Lo sgombero del “gran ghetto” di Rignano Garganico avvenuto mercoledì scorso è un atto di forza che non pone una soluzione esaustiva ai problemi vissuti dai migranti lavoratori. Il piano di dislocazione dei migranti che sta attuando la Regione non risulta essere quantitativamente e qualitativamente adeguato: la nuova struttura di San Severo “Casa Sankara” in cui sono stati trasferiti non garantisce nemmeno la possibilità di ospitare tutte le centinaia di persone che popolavano il ghetto fino a ieri e li lascia alla mercé del sistema del caporalato, poiché l’unico contatto con il mondo del lavoro resterebbe comunque quello delle campagne della Capitanata. Le modalità dello sgombero forzato con un fortissimo dispiegamento di forze dell’ordine, inoltre, sono poco rispettose della dignità di chi vive in condizioni di «riduzione in schiavitù», come denunciato dal Presidente Emiliano, il quale, tuttavia, ritiene opportuna una soluzione del genere che è tutt’altro che risolutiva di questa complessa questione. Una richiesta di intervento della prefettura che si concretizza con la realizzazione di sgomberi e trasferimenti con un approccio securitario alla questione, senza un piano organico di accoglienza, di integrazione e di riconoscimento politico e culturale di queste persone. Il caso della provincia di Foggia è parte di un vero e proprio sistema di sfruttamento e di profitto che avviene in tutto il territorio pugliese sulla pelle dei migranti e di tutti coloro che sono più ricattabili in questa fase.
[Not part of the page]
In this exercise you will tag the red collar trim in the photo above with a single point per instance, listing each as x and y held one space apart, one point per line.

Pertanto l’amministrazione regionale piuttosto che ordinare alle questure sgomberi senza un piano di azione strutturato e ragionato per risolvere alla radice tale annosa questione, dovrebbe interessarsi dell’applicazione della Legge sul caporalato e della sanzione di chi non la rispetta, dando priorità all’inclusione sociale e alla dignità di tutte e tutti, a prescindere dal colore della pelle. Chiediamo, inoltre, investimenti economici da parte delle Istituzioni regionali e territoriali per creare strutture che possano accogliere i migranti e dare loro strumenti di emancipazione (inserimento nel mondo del lavoro e assistenza sanitaria e legale), eliminando ghetti e altri luoghi di segregazione e affrontando il fatto che il sistema degli Spraar non è bastevole in proporzione agli aventi diritto. Il caso di Rignano è emblematico della (mala) gestione miope di tale fenomeno, lontana dai bisogni materiali delle persone a cui bisognerebbe rivolgere le proprie politiche, senza considerarli come “pacchi” da spostare da un centro all’altro. È altresì urgente che la Regione si interroghi a proposito dell’effettivo inserimento dei migranti di prima o di seconda generazione nel mondo della formazione, in quanto sono proprio i migranti più giovani tra i soggetti più a rischio di incorrere in dinamiche di sfruttamento o di affiliazione alle criminalità organizzate.